Two young men working on a Tory peer’s country estate died after being ordered to hand-pick apples from a “highly dangerous” container, so their boss could win a prestigious national fruit competition, a court heard.
The two were discovered unconscious in an apple store on the 2,500 acre property owned by the Earl of Selborne, John Palmer.
One of the men was told by farm manager Andrew Stocker, 57, to enter the cooler – which had an atmosphere of just 1 per cent oxygen – and select apples while holding his breath, the court heard. The process of entering without breathing apparatus was known as ‘scuba diving’ among workers at the Blackmoor Estate near Liss, Hants.
Winchester Crown Court heard the workers were hand-picking the very best apples so that their boss could enter the Marden Fruit Show in West Malling, Kent, which claims to showcase the best of British fruit.
The cooler was kept cold using nitrogen which means the atmosphere contained a mere 1 per cent oxygen, way below the 21 per cent needed for humans to breathe normally.

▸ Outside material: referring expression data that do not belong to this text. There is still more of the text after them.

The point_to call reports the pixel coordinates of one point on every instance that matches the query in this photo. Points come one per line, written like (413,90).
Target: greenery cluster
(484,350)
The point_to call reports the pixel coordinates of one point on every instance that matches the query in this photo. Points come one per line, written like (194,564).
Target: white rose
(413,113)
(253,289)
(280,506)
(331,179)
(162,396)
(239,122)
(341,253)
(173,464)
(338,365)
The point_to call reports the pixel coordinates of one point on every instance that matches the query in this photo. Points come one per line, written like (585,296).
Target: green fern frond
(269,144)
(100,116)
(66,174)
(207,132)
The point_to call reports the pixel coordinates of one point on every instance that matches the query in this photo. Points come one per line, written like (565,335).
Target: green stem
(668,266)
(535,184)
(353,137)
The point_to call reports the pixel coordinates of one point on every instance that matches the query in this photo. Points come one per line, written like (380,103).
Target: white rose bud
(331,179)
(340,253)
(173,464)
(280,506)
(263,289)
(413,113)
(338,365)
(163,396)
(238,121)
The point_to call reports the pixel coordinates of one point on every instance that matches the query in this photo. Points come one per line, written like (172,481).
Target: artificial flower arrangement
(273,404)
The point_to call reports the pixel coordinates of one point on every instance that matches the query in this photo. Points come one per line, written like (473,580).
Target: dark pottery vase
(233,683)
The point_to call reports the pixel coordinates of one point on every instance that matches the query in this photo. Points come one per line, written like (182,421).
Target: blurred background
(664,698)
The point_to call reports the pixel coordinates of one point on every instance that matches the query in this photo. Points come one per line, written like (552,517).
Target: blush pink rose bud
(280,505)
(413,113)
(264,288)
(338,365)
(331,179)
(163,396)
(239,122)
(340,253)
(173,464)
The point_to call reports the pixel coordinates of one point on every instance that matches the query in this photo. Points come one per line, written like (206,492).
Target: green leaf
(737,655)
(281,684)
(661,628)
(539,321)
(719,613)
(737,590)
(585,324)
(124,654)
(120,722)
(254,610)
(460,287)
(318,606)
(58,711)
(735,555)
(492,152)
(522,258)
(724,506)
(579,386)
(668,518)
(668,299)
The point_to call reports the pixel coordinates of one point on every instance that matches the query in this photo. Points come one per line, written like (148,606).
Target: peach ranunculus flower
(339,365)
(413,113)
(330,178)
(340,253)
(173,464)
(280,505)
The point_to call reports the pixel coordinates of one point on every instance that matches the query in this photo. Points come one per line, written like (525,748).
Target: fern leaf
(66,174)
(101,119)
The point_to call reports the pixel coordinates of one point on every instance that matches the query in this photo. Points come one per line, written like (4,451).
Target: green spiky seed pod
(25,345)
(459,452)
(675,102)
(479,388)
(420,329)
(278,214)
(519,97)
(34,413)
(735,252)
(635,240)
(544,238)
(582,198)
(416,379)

Jurors heard the approved and safe method of using a metal hook to retrieve the apples was not deemed ‘adequate enough’ by Stocker, as the fruit had to be a particular size for the competition.
But after attempting to retrieve the finest apples, the two young men were discovered unconscious in the container. Although frantic colleagues tried in vain to save the two young men, they were pronounced dead at the scene.
The farm manager; Mr Stocker, of Bordon, Hants, is on trial at Winchester Crown Court after denying two charges of manslaughter through gross negligence.
The court heard Stocker had won previous awards at the Marden Fruit Show and enjoyed the ‘kudos’ it brought while taking a blase approach to the dangers of retrieving the fruit. Mark Dennis QC, prosecuting, described the deaths of the two men as ‘an accident waiting to happen’.
The jurors heard how the men would take a deep breath before entering the ‘controlled atmosphere’ inside the container, via a small hatch. They heard that the only way a person would survive would be if breathing apparatus was being used. The moment the person’s air ran out and they tried to draw a breath would result in them collapsing and they would succumb to the effect of oxygen deprivation.
The fatal result would have been inevitable in such cramped and dangerous circumstances.
Winchester Crown Court was told the person in charge was Stocker and that he was senior manager. They heard that he was responsible and was very experienced in this field of work and spent many years in charge of the packhouse. He was undoubtedly well aware of the dangers but had obviously taken the decision to ignore these risks in the pursuit of winning.